Socialist Alternative justifies this position with the assertion that working with the Democrats will somehow help “bring them into conflict with the Democratic Party corporate establishment.”
Acknowledging that its relationship with the Democratic Party is well established, the letter states that the success of its orientation “has been demonstrated in our work in Seattle on a number of occasions.”
Another part of the letter offers the example of “the formation of Democrats for Sawant [!] at the height of the 2013 election campaign…”
The internal letter seeks to justify Sawant’s relationship with Gossett by heaping praise on the Democratic County Councilperson and long-time supporter of Barack Obama, calling Gossett “one of the most left-wing members of the council” and a “long-standing and respected leader of the civil rights movement in Seattle.”
Socialist Alternative also seeks to defend Gossett’s vote on the youth prison, saying, “Larry Gossett voted for the youth jail on the King County Council.

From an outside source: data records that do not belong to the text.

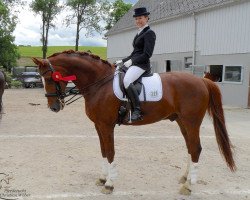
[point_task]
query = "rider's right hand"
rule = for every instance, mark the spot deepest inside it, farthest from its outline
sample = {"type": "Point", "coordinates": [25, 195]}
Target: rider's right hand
{"type": "Point", "coordinates": [118, 62]}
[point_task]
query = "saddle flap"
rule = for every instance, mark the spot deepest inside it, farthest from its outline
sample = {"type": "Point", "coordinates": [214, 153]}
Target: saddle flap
{"type": "Point", "coordinates": [152, 86]}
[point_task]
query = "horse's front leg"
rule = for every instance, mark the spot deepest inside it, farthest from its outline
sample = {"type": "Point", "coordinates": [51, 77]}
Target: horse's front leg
{"type": "Point", "coordinates": [109, 172]}
{"type": "Point", "coordinates": [104, 173]}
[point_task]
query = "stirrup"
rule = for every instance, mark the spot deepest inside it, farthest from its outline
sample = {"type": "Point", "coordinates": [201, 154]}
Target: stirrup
{"type": "Point", "coordinates": [136, 116]}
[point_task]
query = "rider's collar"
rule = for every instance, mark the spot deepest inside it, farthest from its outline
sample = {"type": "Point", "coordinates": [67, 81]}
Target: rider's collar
{"type": "Point", "coordinates": [141, 29]}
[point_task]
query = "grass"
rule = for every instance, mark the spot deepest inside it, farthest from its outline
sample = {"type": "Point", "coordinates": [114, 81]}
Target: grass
{"type": "Point", "coordinates": [27, 52]}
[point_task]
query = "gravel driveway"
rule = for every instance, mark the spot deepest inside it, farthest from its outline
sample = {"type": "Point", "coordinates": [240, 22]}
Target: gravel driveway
{"type": "Point", "coordinates": [46, 155]}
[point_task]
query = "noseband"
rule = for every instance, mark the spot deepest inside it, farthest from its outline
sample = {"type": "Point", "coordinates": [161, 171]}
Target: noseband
{"type": "Point", "coordinates": [59, 93]}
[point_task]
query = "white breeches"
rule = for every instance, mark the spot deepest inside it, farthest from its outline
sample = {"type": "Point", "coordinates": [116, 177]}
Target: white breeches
{"type": "Point", "coordinates": [132, 75]}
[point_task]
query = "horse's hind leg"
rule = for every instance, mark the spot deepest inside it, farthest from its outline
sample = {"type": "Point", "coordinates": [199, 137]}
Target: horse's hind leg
{"type": "Point", "coordinates": [184, 133]}
{"type": "Point", "coordinates": [191, 135]}
{"type": "Point", "coordinates": [106, 136]}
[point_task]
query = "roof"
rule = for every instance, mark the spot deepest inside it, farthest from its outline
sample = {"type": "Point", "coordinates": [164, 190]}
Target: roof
{"type": "Point", "coordinates": [166, 9]}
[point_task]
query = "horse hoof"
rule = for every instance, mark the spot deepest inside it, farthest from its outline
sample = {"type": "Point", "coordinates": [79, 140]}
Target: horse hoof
{"type": "Point", "coordinates": [107, 189]}
{"type": "Point", "coordinates": [100, 182]}
{"type": "Point", "coordinates": [185, 190]}
{"type": "Point", "coordinates": [182, 180]}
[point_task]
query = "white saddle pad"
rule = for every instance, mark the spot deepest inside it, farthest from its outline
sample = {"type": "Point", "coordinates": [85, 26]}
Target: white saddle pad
{"type": "Point", "coordinates": [153, 88]}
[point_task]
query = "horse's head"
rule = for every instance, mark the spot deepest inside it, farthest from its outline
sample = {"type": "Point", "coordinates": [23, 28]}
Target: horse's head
{"type": "Point", "coordinates": [54, 83]}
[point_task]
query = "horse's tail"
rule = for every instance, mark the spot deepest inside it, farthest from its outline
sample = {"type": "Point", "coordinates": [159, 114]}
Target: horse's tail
{"type": "Point", "coordinates": [2, 85]}
{"type": "Point", "coordinates": [215, 110]}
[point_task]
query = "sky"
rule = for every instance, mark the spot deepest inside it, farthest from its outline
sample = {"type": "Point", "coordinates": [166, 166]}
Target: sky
{"type": "Point", "coordinates": [28, 30]}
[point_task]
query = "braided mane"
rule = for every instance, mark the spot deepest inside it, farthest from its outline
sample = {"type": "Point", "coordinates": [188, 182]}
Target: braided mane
{"type": "Point", "coordinates": [81, 53]}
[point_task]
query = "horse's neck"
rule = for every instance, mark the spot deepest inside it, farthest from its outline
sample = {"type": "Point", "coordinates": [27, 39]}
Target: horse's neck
{"type": "Point", "coordinates": [89, 73]}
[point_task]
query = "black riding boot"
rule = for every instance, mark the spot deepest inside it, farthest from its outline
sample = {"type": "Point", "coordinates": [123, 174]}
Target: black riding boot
{"type": "Point", "coordinates": [134, 97]}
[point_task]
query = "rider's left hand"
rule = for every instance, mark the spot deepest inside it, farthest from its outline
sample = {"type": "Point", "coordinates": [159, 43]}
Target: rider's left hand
{"type": "Point", "coordinates": [128, 63]}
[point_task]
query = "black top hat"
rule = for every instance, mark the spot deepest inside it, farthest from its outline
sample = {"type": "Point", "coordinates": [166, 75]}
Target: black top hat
{"type": "Point", "coordinates": [140, 11]}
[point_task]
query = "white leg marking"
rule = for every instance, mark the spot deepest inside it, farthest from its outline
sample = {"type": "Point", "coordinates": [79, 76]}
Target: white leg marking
{"type": "Point", "coordinates": [192, 175]}
{"type": "Point", "coordinates": [188, 166]}
{"type": "Point", "coordinates": [112, 174]}
{"type": "Point", "coordinates": [104, 169]}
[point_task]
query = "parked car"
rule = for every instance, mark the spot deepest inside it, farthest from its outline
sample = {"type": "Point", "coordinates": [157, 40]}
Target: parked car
{"type": "Point", "coordinates": [31, 79]}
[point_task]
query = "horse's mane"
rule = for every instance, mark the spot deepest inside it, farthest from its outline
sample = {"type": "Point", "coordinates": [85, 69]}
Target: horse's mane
{"type": "Point", "coordinates": [81, 53]}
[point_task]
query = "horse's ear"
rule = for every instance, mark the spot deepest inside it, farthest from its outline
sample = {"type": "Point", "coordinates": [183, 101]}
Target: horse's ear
{"type": "Point", "coordinates": [37, 61]}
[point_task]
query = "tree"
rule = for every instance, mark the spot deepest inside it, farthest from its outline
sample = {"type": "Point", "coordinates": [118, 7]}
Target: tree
{"type": "Point", "coordinates": [8, 50]}
{"type": "Point", "coordinates": [48, 9]}
{"type": "Point", "coordinates": [86, 14]}
{"type": "Point", "coordinates": [118, 9]}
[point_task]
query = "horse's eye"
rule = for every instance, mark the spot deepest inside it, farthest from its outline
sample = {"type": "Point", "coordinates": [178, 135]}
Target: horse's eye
{"type": "Point", "coordinates": [49, 80]}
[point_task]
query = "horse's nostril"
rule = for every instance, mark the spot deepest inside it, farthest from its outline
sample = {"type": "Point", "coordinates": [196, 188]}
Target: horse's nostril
{"type": "Point", "coordinates": [54, 109]}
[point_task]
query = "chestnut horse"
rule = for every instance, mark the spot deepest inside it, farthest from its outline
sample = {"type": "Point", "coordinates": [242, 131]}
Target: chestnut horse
{"type": "Point", "coordinates": [186, 99]}
{"type": "Point", "coordinates": [2, 86]}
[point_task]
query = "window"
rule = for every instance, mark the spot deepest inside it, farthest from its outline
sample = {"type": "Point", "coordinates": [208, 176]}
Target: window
{"type": "Point", "coordinates": [173, 65]}
{"type": "Point", "coordinates": [216, 72]}
{"type": "Point", "coordinates": [225, 73]}
{"type": "Point", "coordinates": [233, 74]}
{"type": "Point", "coordinates": [188, 61]}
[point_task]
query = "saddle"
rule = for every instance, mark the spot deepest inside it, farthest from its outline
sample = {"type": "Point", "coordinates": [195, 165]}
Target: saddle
{"type": "Point", "coordinates": [138, 83]}
{"type": "Point", "coordinates": [126, 105]}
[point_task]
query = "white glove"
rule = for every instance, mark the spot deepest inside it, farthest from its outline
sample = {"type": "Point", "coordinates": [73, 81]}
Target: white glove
{"type": "Point", "coordinates": [128, 63]}
{"type": "Point", "coordinates": [118, 62]}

There were different groups of civil rights activists and social workers who saw the conditions in the old youth jail as so appalling that they argued for rebuilding it in the interests of more humane conditions.”
After perfunctorily noting its own surface opposition to the prison, Socialist Alternative states: “that does not mean we should cease working with Gosset [sic] where we agree.”
The internal letter continues to explain that “socialists should welcome Gosset’s [sic] endorsement of Kshama as it strengthens Kshama’s credibility and support among progressive Democrats in Seattle,” and that “working together—where possible—to win concrete improvements for workers and the oppressed also helps to answer the attacks on Kshama that she is unwilling to collaborate and puts her ideology ahead of making progress on important issues, etc.”
To put things more concisely: Socialist Alternative sees itself—and is—essentially a faction of the Democratic Party.
This whole operation plays a crucial role in pulling the wool over the eyes of workers and young people who are growing increasingly dissatisfied with the American political establishment and the vast levels of social inequality over which it presides. Despite their incantations to the need to build an “independent” movement of the working class, Sawant and the pseudo-left groups as a whole see their central task being to derail and block precisely such a movement.
Sawant’s own comments in a recent interview with Truthdig’s Chris Hedges speak to this fact.
“The goal of this campaign should be to launch a massive grass-roots effort nationwide,” Sawant said in reference to her efforts to build Socialist Alternative, noting that “[w]e have to provide a place for people looking for something different, especially the younger generation.”
In the March 15 interview, titled “The most dangerous woman in America,” Hedges quotes Sawant, writing: “Many people, especially young people, are hungry for political alternatives to ‘the two big business parties.’ Poll after poll, [Sawant] pointed out, shows the American majority to be disgusted with the Congress.”
The “place” that Socialist Alternative seeks to construct is revealed when Hedges notes that Sawant “cited the problems of Chicago Democratic Mayor Rahm Emanuel in seeking re-election as evidence that even the very beginnings of movement by working people and communities of color can shake and weaken the Democratic Party establishment.” This is a reference to the campaign of Jesús “Chuy” García, a thoroughly conventional Democratic Party politician that Socialist Alternative has backed in the election campaign.
Sawant adds that the aim must be to build “a mass movement, a viable radical alternative. This is what is happening in Greece and Spain.” This is a reference in particular to Syriza, which has taken state power in Greece and has proceeded to enforce the austerity dictates of the European banks.